We conduct a randomized controlled trial to understand how early-2025 AI tools affect the productivity of experienced open-source developers working on their own repositories. Surprisingly, we find that when developers use AI tools, they take 19% longer than without—AI makes them slower.
This tracks pretty much with my conclusions for myself, neat.
It’s crazy, I’m fooled every time again and think “surely I must be faster like this” when after a few days an in-depth reflection/looking at actual commits shows that nope, I wasn’t.
The main reason why I still think it’s faster even if it’s “slower”: it does its work in the background while I can do other things, like respond to emails, attend meetings, look at other bits of code, etc. I turn on the audio notification to have to ping me when it’s done.

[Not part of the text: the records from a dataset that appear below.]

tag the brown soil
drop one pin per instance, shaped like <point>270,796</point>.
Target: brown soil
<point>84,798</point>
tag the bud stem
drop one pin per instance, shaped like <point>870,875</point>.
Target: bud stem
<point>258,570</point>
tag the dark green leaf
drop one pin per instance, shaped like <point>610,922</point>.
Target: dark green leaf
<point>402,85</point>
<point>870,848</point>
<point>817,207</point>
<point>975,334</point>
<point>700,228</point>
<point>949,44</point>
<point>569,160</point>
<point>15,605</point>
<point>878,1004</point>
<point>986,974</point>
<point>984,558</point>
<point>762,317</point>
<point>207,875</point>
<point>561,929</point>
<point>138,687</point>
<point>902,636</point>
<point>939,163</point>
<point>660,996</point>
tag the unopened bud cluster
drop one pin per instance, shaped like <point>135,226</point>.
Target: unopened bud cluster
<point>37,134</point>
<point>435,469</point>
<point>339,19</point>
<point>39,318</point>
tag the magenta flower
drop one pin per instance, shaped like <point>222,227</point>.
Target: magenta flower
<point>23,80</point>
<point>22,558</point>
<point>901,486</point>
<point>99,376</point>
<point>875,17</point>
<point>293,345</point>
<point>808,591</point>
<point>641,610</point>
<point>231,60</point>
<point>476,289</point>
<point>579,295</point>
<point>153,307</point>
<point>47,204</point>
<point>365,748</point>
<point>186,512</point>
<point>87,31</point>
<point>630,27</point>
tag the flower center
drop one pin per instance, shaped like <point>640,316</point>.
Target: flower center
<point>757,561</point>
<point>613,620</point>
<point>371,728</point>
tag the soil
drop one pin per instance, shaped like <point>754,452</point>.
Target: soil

This tracks pretty much with my conclusions for myself, neat.
It’s crazy, I’m fooled every time again and think “surely I must be faster like this” when after a few days an in-depth reflection/looking at actual commits shows that nope, I wasn’t.
Same. I only use it to write boilerplate now. When it is basically copy pasting from docs, it’s faster at it than me.
Every time I try it to write more complex code, I end up redoing major parts of it.
The main reason why I still think it’s faster even if it’s “slower”: it does its work in the background while I can do other things, like respond to emails, attend meetings, look at other bits of code, etc. I turn on the audio notification to have to ping me when it’s done.
Same here. It’s been trained on so much of that kind of code, you have a much better chance of getting useable code on the first prompt.